Ingredients (serves 4):

  • 250 gms paneer (cottage cheese)
  • 1 large red bell pepper
  • 1 large yellow bell pepper
  • 1 large green bell pepper
  • 1 medium size onion
  • 200 yogurt or Greek yoghurt
  • 1 tbsp ginger-garlic paste
  • 1 tsp carom seeds
  • 2 tsp kashmiri red chilli powder
  • 1/2 tsp turmeric powder
  • 1 tsp cumin seeds powder
  • 1 tsp coriander seed powder
  • 1/2 tsp garam masala powder
  • 1 tsp dry mango powder (amchur powder)
  • 1 tsp chaat masala
  • 1/2 tsp black pepper powder
  • Juice of 1 lemon
  • 1 to 2 tbsp oil, for brushing
  • Rock salt, to taste
  • 10 wooden skewers /tooth picks, about 15 cm long


  • Chop the paneer in 1 inch x 1 inch cubes.
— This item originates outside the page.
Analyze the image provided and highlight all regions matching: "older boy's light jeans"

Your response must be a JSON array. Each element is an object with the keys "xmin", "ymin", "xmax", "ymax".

  • Chop all the bell peppers into 1 inch x 1 inch squares.
  • Chop the onion in 4 equal pieces and separate all the layers og the onions.
  • Keep the chopped paneer, bell peppers and onions aside.
  • In a large bowl, take the curd and whisk it till it becomes smooth.
  • Add in the ginger-garlic paste.
  • Mix well.
  • Add in the carom seeds, kashmiri red chilli powder, turmeric powder, cumin seeds powder, coriander seed powder, garam masala powder, dry mango powder and black pepper powder.
  • Mix well to make a homogenous mixture.
  • Season the mixture with salt and add in the lemon juice to make a marinade.
  • Add the chopped paneer and vegetables to the marinade.
  • Marinate for at least 2 hours or more in the refrigerator.
  • Remove from fridge and bring the marinated paneer and vegetables to the room temperature.
  • Skewer the vegetables and paneer alternately on skewers or tooth picks.
  • Preheat the grill or tandoor for 3 minutes at 180 °C.
  • On a rack or a plate arrange the paneer skewers and brush some oil on the vegetables and paneer.
  • Bake for 10-12 minutes at 180 °C.
  • Remove the skewers from oven; turn the brush some more oil.
  • Bake in oven again for a further 10-15 minutes.
  • Paneer tikka is ready to be served.
  • Serve paneer tikka, sprinkled with chaat masala, with mint chutney and lemon wedges.